The thought of an officer’s spit as a source of calories, a tree being “convenient” because it might facilitate the death of a child, the language of industry applied to mass murder (“an improvement of ten over previous model years”) – these are indeed indictments. In “The Literary Miracle,” however, Gass offers another reason to write, one that is distinctly more sympathetic: “To adorn nature with a new thing: that is the miracle that matters. Most prose flows into an ocean of undifferentiated words. To objectify through language a created consciousness, provide it with the treasured particularity we hope for for each human being – that is the cherished aim of the art.”

This is the humanitarian potential of art generally, and literature in particular: words, our language of thought, shape not only our world but ourselves. Writers give shape and form (“objectify”), endow characters with consciousness (“particularity”); like god, they create life. If I am sure of anything, it is that 500 years from now, though I have lived and breathed and Hamlet resides entirely on the page, he will seem more real, more substantial, to the citizens of tomorrow.

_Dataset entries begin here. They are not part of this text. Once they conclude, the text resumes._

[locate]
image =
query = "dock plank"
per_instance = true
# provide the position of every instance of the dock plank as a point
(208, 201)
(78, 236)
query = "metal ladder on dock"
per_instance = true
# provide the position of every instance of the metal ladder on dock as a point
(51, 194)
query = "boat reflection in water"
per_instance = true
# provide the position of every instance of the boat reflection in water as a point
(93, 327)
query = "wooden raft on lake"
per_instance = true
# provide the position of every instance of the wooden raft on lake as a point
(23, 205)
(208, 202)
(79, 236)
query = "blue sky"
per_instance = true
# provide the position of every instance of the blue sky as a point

Gass explains this miracle better than I can:

In the aesthetically interesting sentence, […] every materiality of language is employed to build a body for the meaning that will realize the union of thought and thing that paradise apparently forgot to promise us, and give consciousness the solid presence it constantly yearns for and will never quite realize. Over and over, we think that in the word we shall find the place where mind and matter meet.

Words – simple, everyday words, carefully chosen and dutifully arranged – make possible this miracle, and you need only sample a small handful of his prose to realize that Gass cares more about his every sentence than some writers do about whole books.